I n 1949, when he was eight years old, Ira A. Lipman took an assignment for his father, Mark, a private investigator. His job was to enter a client’s store and buy something. While the till was open, he would ask to purchase something else, giving the cashier the opportunity to ring it up or pocket the money. Later, Ira’s father would check the till tape and report back to the owner, letting them know if their employee was honest or not.

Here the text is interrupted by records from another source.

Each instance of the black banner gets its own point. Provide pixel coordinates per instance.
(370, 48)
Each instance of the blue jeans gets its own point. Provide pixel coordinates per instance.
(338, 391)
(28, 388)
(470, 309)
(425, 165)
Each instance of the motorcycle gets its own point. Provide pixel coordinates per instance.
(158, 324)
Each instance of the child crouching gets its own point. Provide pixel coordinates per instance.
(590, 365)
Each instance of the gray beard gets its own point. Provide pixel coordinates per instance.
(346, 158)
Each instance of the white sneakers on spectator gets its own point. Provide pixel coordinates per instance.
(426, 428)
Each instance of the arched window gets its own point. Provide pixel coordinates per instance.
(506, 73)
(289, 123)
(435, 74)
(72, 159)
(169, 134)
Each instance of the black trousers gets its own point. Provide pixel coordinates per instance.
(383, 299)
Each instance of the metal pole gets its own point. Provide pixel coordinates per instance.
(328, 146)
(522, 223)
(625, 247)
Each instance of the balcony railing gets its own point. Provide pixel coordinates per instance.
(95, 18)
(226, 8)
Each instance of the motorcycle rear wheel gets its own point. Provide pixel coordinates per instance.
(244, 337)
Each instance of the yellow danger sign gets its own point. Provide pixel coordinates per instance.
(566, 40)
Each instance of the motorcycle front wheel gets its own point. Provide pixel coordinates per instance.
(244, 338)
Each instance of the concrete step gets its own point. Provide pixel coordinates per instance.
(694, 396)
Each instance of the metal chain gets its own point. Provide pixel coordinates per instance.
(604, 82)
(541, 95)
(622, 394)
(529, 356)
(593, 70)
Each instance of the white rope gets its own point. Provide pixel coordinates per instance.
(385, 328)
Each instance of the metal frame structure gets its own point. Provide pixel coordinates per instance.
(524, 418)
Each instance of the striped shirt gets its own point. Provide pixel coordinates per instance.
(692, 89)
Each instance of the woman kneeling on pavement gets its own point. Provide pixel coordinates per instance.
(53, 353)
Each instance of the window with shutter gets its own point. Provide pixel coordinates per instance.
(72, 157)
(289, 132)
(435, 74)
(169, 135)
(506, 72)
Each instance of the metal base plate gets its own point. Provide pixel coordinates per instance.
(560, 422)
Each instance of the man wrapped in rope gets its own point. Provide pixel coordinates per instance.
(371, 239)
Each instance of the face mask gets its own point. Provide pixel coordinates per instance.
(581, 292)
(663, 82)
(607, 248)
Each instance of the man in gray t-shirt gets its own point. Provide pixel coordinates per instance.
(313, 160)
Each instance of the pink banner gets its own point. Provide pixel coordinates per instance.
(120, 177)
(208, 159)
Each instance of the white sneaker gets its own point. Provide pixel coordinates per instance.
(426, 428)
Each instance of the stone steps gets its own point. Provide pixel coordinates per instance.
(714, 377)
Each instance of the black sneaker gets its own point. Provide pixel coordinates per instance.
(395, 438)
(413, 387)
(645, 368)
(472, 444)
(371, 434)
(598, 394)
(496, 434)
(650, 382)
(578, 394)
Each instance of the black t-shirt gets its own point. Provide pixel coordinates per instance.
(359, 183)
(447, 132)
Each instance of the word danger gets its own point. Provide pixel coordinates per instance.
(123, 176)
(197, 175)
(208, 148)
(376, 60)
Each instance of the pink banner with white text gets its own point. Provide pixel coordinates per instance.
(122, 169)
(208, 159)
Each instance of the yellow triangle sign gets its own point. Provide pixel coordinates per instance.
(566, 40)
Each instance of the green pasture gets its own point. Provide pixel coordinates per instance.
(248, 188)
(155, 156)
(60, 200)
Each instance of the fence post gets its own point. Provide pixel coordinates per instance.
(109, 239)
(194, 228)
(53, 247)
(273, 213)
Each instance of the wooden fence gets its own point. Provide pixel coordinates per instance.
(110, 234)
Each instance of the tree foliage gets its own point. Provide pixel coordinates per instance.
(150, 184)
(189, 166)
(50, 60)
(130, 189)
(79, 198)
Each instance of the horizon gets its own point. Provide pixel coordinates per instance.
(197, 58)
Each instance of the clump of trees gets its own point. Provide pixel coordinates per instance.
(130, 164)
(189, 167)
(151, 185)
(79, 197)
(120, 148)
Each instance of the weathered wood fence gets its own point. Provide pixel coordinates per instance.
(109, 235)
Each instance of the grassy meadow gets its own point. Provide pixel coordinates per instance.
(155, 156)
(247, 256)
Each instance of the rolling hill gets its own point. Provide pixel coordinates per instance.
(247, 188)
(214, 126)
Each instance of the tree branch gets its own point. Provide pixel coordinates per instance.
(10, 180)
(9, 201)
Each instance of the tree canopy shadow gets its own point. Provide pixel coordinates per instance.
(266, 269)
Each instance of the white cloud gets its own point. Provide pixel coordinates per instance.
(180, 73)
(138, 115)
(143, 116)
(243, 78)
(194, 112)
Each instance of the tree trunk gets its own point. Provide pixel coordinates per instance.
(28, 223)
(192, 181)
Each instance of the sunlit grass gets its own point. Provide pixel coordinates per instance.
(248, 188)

For Lipman, who went on to found Guardsmark, one of the world’s premier private security companies, such early experiences shaped a life that was defined by a strong moral and ethical code. Later, when he was 16, racial hatred erupted at Little Rock Central High School, where Lipman was a student. Nine Black students – the Little Rock Nine – integrated the high school at the height of desegregation, and the violent response prompted President Eisenhower to send in federal troops. “You have to imagine what it was like for a sensitive Jewish boy growing up in Little Rock right after World War II,” he later recalled. “As time went on, there were more and more revelations about the Holocaust, and how the Nazis tried to destroy an entire people – my people – not because of what they did, but simply because of who they were… I couldn't understand how people could allow such things to happen.”
Lipman happened to meet NBC television correspondent John Chancellor around this time and became his inside source at the school. Lipman’s reports were shared, anonymously, nationwide, lending authenticity to Chancellor’s coverage of the events. Vigilance and social responsibility would become defining features of his character, informing his business ethos when he founded Guardsmark – named for his father – in 1963. At the time, he perceived an industry plagued by low-quality service, a lack of background checks for guards and poor compensation. He saw an opportunity to create a business built on the principles of quality and excellence. “I’ve been trying to change the perception of a security person as some guard walking around with a flashlight,” he told the Washington Post in 2003. “There’s a serious responsibility.”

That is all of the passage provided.